The procedure itself is not covered by insurance in Colorado, so women also have to come up with $500 for the medication abortion which is offered up to 10 weeks of pregnancy.
For a surgical abortion, the cost varies depending on a few factors including gestation time and sedation, but can fall between $400-2,000.
“During the pandemic period it makes the whole experience even more nerve wracking,” Tocce said. “People have to go through so much more than the actual drive time."
That’s where the Cobalt Abortion Fund comes in. Amanda Carlson, director of the Fund said they receive donations that go straight to patients in need of financial help. The Fund works with nonprofits in other states to help women get plane tickets, lodging and meals while they travel.
“I think these are just really troubling times,” Carlson said. “My hope is that we're able to maybe educate folks in Colorado and instill that this is still a time sensitive urgent issue that has many layers and many barriers for a lot of folks. I think Coloradans get it. Colorado has proven itself to be a pro choice state in a lot of ways.”
In April, Cobalt will do an online fundraising push. Carlson hopes that she’s able to raise enough money to meet the needs of those traveling from out of state, but also to aid patients in Colorado who will continue to need care during the pandemic.
“With everything going on this care still needs to be accessed, and now people are facing more barriers than they were before — if we even thought that was possible, because there's already so many barriers to abortion that do not need to exist,” she said.
On top of travel, measures to protect patients and medical staff during the pandemic has changed the way medical offices, like abortion clinics, operate.
Clinics have started screening patients over the phone.

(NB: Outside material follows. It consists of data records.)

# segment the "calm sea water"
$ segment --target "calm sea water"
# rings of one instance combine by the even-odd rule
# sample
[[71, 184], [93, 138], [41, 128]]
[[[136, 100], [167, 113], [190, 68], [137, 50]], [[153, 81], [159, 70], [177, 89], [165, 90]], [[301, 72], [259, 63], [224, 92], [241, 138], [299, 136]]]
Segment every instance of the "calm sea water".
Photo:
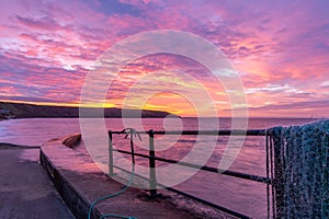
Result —
[[[251, 118], [249, 119], [249, 129], [263, 129], [273, 126], [291, 126], [302, 125], [314, 122], [315, 119], [300, 118]], [[135, 127], [137, 119], [129, 119], [124, 126], [120, 118], [109, 118], [106, 128], [112, 130], [122, 130], [124, 127]], [[211, 129], [214, 120], [203, 118], [203, 129]], [[220, 129], [230, 128], [230, 119], [220, 118]], [[177, 119], [161, 119], [161, 118], [143, 118], [141, 125], [145, 130], [180, 130], [180, 129], [198, 129], [200, 120], [196, 118]], [[208, 124], [208, 125], [207, 125]], [[139, 127], [140, 129], [140, 127]], [[18, 145], [42, 145], [43, 142], [75, 132], [80, 132], [80, 125], [78, 118], [33, 118], [33, 119], [12, 119], [0, 122], [0, 142], [11, 142]], [[144, 151], [148, 146], [146, 136], [137, 143], [137, 151]], [[218, 162], [225, 151], [227, 137], [216, 139], [216, 147], [207, 165], [218, 166]], [[195, 137], [156, 137], [157, 155], [181, 160], [191, 150], [195, 143]], [[207, 147], [211, 137], [200, 139], [203, 147]], [[115, 136], [115, 147], [128, 148], [123, 136]], [[99, 151], [101, 152], [101, 151]], [[202, 152], [202, 151], [201, 151]], [[102, 158], [101, 158], [102, 159]], [[106, 159], [106, 155], [103, 157]], [[115, 161], [120, 163], [120, 160]], [[145, 161], [137, 160], [137, 164], [144, 165]], [[161, 166], [161, 164], [158, 164]], [[162, 164], [163, 165], [163, 164]], [[264, 137], [247, 137], [239, 155], [229, 168], [231, 171], [242, 173], [257, 174], [265, 176], [265, 138]], [[246, 214], [253, 218], [266, 217], [266, 188], [261, 183], [247, 182], [245, 180], [237, 180], [230, 176], [218, 175], [213, 173], [197, 172], [188, 181], [175, 185], [175, 188], [202, 197], [203, 199], [225, 206], [227, 208]]]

Some have had to schedule fewer patients per day to ensure that social distancing can be maintained in the office, and clinics have had to screen for COVID-19 symptoms.
“We have unfortunately had to turn away a few patients because they have these vague symptoms of COVID-19,” Marchin said. “Last week I was notified that there was a patient who had driven to our clinic from Wyoming. She had driven at least four hours to see us and she had to be sent away because she had a cough.”
Marchin said that typically, clinics can schedule multiple patients at any given time because there are multiple examining rooms and providers who can consult with patients. But that’s changed with the pandemic. They’ve had to schedule fewer patients a day, despite what Marchin called an increase in need from out of state.
“It's very difficult because we want to provide the service. We understand the obstacles that women face and politicians currently are not making it any easier for them,” Marchin said. “But that's the unfortunate situation that we're in.”
The woman CPR News spoke to went to an abortion clinic in Fort Collins. Her husband waited in the car for her during the appointment, because only the patient is permitted in the clinic due to COVID-19 safety measures.
She was nervous, but she was confident in her decision. She opted for a surgical abortion even though she was 9-weeks pregnant. She had read that the abortion pill can result in cramping and bleeding for multiple days. She wanted to be sure she could return to work on Monday.
“I've been so worried in the past month of getting an appointment. Making it on time or scheduling a flight to go do this — making sure I have insurance — making sure I have kind of everything,” she said. “It just kinda seems like, okay, now I can actually put my focus onto something else.”